Why I am interested in captioning

Why am I interested in captioning, audio description, subtitling, dubbing, Web access, and the like?

For some reason I was up late one night in 1977 and, sitting in front of the television, tick-tick-ticked from one station to the next trying to find something to justify continuing to stay up late on a schoolnight. Tick: What the heck is Frank Reynolds doing on a 12:30 in the morning on PBS with words on the screen? I had managed to run across The Captioned ABC News, a nightly rebroadcast of ABC’s World News Tonight with open captions. I watched with strange fascination.

Same the next night. And the next. Soon I was spending most nights of the week up till 0100 hours watching the captioned version of a newscast that in many cases I’d seen on its original live feed five hours previously. This did not go over well with my mother, who somehow assumed I had found pornography or something else objectionable to watch at that hour (staying up with me a few times – pretending, unconvincingly, to be interested in the actual show ’ put that notion to rest), or with my circadian rhythms. I stuck with it anyway.

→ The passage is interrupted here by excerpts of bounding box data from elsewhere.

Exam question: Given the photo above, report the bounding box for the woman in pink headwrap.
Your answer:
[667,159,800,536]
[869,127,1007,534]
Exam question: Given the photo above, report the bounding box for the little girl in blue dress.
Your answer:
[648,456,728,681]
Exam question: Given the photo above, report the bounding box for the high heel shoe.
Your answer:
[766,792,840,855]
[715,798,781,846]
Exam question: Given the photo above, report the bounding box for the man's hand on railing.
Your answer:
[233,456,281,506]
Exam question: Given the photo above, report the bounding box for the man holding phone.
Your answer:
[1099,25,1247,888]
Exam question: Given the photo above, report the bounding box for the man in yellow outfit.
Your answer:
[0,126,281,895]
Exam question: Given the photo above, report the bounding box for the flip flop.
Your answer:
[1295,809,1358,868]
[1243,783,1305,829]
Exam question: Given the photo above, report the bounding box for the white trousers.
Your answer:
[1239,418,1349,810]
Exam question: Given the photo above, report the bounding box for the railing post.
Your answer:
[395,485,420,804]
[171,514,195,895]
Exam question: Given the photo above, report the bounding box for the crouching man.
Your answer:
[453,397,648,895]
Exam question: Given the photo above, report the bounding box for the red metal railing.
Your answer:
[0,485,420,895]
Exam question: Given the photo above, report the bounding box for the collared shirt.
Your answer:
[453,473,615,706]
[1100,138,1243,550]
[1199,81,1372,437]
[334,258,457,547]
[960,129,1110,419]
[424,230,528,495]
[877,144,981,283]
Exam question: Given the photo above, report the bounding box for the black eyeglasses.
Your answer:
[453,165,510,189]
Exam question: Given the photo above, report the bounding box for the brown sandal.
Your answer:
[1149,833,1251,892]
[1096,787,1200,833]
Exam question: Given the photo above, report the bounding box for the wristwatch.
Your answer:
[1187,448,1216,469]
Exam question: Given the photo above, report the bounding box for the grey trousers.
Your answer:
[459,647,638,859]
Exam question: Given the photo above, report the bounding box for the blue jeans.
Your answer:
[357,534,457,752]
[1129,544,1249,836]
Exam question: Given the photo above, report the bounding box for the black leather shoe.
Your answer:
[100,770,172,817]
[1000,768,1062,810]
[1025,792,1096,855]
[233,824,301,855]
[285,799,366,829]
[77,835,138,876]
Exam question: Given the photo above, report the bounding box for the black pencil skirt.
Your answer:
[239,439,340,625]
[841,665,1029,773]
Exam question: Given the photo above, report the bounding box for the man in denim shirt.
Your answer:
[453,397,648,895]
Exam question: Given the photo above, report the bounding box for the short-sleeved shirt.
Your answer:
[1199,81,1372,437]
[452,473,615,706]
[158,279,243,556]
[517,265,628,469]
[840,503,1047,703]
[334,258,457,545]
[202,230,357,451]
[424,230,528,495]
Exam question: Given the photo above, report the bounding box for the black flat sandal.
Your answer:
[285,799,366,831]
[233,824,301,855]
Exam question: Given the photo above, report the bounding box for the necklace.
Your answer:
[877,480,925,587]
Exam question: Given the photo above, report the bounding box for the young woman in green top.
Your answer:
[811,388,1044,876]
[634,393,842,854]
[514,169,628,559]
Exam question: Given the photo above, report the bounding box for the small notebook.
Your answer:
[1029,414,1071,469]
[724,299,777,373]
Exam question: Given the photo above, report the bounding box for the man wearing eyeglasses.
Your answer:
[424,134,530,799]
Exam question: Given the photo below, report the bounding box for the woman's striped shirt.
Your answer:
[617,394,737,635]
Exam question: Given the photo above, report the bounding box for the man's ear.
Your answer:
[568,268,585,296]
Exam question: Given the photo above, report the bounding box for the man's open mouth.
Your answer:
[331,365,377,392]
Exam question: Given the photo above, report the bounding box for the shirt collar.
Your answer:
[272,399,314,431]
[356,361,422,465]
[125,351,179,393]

I was, you see, a typical bookworm with a big mouth and a big vocabulary to feed it, the least popular student in my junior high school and without a doubt the only hearing person in all of New Brunswick who even knew what captioning was, much less being a fan of it. They were strange days, these. The Captioned ABC News used an unusual font (similar to News Gothic, but much less refined; this is TV we’re talking about), edited newscaster and other English to a putatively easy reading level on the assumption that typical deaf people couldn’t understand more, and did an as-yet-unmatched job of positioning captions to show who’s speaking. But I didn’t realize any of those things yet, because My Journey Had Not Yet Begun.

The Captioned ABC News suited me in ways I would not be able to articulate for many years. The interplay between unedited dialogue and heavily-edited captions was fascinating, as were other issues, like where to divide long sentences into discrete captions, what absolutely could not be edited, and exactly which grammatical constructions were inevitably transformed into which other constructions.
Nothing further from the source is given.